Außergerichtliche Kosten des Berufungsverfahrens sind nicht zu erstatten.

Tatbestand:

Zwischen den Beteiligten ist die Herausgabe von Akten und Daten streitig.

Der am 1936 geborene Kläger ist bei der AOK Baden-Württemberg, Bezirksdirektion Nürtingen-Kirchheim/Teck (AOK), krankenversichert. Nachdem sein behandelnder Arzt Dr. Z. Heilmittelverordnungen mehrfach mit dem Zusatz "nach Genehmigung von der Kasse" versehen hatte, veranlasste die AOK eine gutachtliche Stellungnahme bei dem Beklagten, die durch die ärztliche Mitarbeiterin Dr.

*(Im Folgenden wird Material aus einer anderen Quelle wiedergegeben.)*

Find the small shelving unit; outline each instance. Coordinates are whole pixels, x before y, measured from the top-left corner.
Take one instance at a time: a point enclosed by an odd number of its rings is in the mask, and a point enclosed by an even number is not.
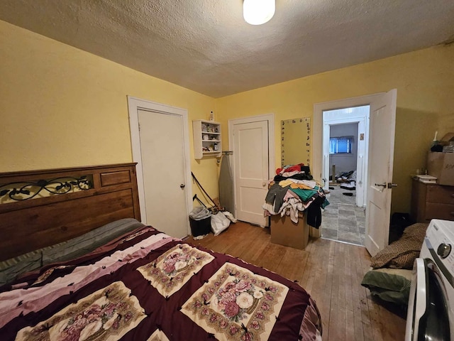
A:
[[[192,121],[194,156],[200,160],[204,156],[221,156],[222,145],[221,124],[214,121]]]

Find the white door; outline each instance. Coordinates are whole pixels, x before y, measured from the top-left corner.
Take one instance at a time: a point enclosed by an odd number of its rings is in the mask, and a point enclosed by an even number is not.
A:
[[[267,226],[262,205],[270,178],[268,121],[234,124],[233,140],[236,218]]]
[[[374,256],[388,244],[397,90],[370,103],[365,246]]]
[[[128,100],[142,222],[172,237],[186,237],[192,208],[187,112]]]

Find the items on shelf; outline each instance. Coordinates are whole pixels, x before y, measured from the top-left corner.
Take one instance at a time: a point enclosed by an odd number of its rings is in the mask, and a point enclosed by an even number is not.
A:
[[[204,156],[221,156],[221,124],[203,119],[192,121],[194,156],[197,160]]]

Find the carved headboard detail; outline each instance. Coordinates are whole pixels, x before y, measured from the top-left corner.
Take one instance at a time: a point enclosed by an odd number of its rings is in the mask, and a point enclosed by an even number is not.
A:
[[[135,163],[0,173],[0,261],[140,213]]]

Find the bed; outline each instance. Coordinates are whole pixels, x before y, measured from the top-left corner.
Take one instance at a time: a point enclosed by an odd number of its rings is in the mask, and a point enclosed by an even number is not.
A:
[[[140,222],[134,163],[0,174],[2,340],[321,340],[297,283]]]

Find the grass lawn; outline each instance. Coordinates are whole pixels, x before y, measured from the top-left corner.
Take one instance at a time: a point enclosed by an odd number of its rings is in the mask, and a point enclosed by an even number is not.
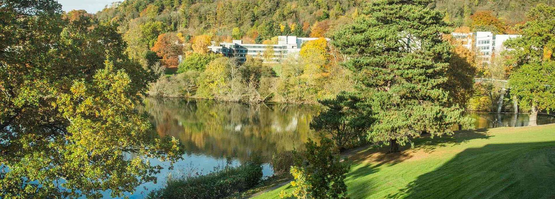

R. von der Beratungsstelle der Beklagten in K./T. nach Aktenlage unter dem 20. Oktober 2003 erstellt wurde. Auf Wunsch des Klägers übersandte die AOK diesem ein Exemplar dieser Stellungnahme zur Kenntnis, schwärzte darin jedoch den Namen der Gutachterin sowie Anschrift und Telefonnummer der entsprechenden Beratungsstelle. Insoweit vertrat sie die Auffassung, diese Angaben seien für die sozialmedizinische Aussage und deren Bewertung durch den Kläger nicht von Belang. Deswegen erhob der Kläger am 17. November 2003 beim Sozialgericht (SG) Stuttgart sowohl gegen die AOK als auch gegen den Beklagten des vorliegenden Verfahrens mit dem Begehren Klage (S 8 KR 6165/03), ihm eine ungeschwärzte Fassung der entsprechenden Stellungnahme auszuhändigen. Seine gegen das die Klage abweisende Urteil des SG eingelegte Berufung (L 4 KR 826/05) erklärte der Kläger in Übereinstimmung mit der AOK im Rahmen einer in dem weiteren Verfahren L 4 KR 1190/04 durchgeführten nichtöffentlichen Sitzung am 22. Juni 2005 für erledigt, nachdem er zuvor von dem Inhalt der geschwärzten Daten in Kenntnis gesetzt und ihm die Kopie einer ungeschwärzten Stellungnahme übersandt worden war.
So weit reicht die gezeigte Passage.